For businesses that don't yet have an online presence, Bitcoin ATMs and trader apps could come in handy.
Another booming channel is the implementation of foreign cryptocurrency-related initiatives that seek to offset their companies in a Crypto-friendly destination.
Developing countries can accelerate economic growth by carefully exploiting this estimated billion-dollar opportunity.
With countries like the United States cracking down on digital currency initiatives, Crypto-friendly countries could benefit a lot in exchange for tax benefits and so much more.
Cryptocurrency investment companies are another independent method of creating wealth among citizens of developing countries.
Aside from cryptocurrency trading, which is already becoming a dominant practice among a large number of millennials in developing countries, the investment practices that allow stakeholders to invest independently their own funds could help flatten the poverty rate.
This would be particularly useful in countries such as Nigeria and South Africa, where numerous Ponzi schemes have flourished in recent times.
One notable event was the arrival of MMM (Mavrodi Mundial Moneybox), a Ponzi scheme that ran throughout 2016 through 2018, promising Nigerians strong returns after investing and referring users to the platform.

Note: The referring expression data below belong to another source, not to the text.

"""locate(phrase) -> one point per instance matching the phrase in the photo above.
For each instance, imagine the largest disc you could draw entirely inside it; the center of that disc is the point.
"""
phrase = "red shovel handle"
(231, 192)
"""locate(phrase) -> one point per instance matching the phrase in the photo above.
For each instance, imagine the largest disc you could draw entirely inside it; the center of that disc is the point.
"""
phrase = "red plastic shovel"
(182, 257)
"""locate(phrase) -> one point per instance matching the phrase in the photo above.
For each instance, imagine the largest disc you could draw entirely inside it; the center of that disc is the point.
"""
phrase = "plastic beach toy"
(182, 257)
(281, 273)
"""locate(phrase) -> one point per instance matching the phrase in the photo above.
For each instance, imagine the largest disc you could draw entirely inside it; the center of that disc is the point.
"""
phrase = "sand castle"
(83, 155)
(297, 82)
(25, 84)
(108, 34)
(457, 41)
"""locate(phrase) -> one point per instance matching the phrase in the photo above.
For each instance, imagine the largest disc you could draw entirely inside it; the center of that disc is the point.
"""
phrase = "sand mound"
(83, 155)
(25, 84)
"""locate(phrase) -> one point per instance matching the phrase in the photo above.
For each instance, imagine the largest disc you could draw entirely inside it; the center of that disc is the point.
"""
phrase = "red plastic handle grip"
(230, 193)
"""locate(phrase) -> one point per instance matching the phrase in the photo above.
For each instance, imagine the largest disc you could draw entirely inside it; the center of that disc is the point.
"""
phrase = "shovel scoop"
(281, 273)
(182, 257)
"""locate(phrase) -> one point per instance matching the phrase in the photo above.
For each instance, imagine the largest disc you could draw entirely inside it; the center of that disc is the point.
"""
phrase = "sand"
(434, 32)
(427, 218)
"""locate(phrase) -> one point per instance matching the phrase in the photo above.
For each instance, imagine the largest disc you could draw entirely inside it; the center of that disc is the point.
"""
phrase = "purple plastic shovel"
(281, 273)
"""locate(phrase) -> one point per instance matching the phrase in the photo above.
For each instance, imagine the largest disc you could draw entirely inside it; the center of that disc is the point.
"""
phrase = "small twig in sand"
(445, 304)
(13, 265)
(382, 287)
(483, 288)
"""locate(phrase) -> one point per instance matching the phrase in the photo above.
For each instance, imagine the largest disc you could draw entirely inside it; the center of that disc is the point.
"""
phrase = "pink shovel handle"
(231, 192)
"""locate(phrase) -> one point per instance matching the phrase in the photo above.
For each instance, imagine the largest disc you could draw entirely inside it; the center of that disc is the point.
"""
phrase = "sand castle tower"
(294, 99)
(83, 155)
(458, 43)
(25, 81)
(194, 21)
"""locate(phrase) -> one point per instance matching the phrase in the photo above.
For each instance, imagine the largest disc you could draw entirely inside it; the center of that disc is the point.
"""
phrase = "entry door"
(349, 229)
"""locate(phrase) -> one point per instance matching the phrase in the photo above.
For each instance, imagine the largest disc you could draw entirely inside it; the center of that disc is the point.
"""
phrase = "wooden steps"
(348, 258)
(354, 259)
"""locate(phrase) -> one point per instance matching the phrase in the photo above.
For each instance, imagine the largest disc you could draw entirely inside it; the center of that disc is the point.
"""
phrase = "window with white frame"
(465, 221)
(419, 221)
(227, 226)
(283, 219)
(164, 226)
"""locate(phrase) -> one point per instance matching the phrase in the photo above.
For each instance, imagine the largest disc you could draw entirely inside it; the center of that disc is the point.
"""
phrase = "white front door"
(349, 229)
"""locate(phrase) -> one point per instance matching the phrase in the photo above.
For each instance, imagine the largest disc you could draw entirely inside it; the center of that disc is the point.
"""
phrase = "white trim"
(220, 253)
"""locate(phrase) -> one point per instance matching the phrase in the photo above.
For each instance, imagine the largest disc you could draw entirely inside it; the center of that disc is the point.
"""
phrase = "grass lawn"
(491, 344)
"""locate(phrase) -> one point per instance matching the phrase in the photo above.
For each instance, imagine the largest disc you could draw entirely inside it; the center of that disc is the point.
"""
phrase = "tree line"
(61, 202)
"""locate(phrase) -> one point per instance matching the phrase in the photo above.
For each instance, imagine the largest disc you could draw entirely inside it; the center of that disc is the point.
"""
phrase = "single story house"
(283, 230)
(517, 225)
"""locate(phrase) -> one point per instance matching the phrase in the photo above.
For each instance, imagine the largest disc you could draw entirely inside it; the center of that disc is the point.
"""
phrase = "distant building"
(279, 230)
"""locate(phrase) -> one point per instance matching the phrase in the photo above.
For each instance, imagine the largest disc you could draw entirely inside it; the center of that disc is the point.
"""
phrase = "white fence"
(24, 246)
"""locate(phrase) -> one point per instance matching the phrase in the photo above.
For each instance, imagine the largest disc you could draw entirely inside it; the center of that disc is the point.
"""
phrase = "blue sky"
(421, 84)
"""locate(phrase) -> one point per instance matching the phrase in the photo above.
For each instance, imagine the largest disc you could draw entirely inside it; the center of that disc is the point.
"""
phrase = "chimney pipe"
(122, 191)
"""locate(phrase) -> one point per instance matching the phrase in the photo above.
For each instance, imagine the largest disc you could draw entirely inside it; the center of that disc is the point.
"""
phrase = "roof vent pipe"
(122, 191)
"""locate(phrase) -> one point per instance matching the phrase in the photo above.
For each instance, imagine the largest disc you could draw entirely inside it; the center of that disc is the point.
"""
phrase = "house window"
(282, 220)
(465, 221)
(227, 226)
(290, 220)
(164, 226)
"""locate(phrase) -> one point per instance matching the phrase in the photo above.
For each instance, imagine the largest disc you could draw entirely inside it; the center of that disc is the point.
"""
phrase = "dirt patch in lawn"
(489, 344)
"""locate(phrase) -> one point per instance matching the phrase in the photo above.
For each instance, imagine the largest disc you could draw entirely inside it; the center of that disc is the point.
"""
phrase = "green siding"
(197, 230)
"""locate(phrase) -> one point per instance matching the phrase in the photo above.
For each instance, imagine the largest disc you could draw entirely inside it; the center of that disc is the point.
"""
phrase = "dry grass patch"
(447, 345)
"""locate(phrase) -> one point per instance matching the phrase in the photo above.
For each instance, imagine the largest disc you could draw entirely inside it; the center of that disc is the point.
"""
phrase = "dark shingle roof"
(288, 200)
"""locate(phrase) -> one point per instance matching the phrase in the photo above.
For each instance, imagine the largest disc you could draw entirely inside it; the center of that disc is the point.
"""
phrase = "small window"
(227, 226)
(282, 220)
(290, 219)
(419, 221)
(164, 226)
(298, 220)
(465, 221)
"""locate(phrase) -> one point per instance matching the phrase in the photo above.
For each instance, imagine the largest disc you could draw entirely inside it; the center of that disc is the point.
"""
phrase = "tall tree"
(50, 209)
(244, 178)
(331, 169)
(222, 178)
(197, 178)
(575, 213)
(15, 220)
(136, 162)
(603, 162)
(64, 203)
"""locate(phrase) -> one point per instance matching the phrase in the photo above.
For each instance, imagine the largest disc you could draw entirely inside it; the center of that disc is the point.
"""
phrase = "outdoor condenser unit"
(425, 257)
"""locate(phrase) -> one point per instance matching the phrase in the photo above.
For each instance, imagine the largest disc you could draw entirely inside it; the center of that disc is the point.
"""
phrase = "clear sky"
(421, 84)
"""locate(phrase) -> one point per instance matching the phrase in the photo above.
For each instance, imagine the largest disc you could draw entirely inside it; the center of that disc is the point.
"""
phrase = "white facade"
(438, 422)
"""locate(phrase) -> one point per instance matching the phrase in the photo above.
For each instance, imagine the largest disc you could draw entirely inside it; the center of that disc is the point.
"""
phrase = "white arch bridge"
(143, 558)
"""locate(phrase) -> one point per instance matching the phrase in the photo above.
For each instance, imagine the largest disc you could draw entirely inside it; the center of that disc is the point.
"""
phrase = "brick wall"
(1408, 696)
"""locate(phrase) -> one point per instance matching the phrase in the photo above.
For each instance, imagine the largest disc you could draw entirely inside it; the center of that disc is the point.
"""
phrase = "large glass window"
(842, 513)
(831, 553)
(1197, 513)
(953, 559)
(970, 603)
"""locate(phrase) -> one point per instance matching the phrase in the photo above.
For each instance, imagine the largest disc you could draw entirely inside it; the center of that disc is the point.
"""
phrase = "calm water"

The platform later collapsed shortly after the death of its founder. The Nigerian Deposit Insurance Corporation (NDIC) reported that the platform lost a whopping $ 49,3 million.
To date, unofficial sources say Nigeria, Ghana and other major African countries are still committed to investing in such programs. If major cryptocurrency investment firms were to strategically open companies in different parts of the country, there could be a significant economic boost.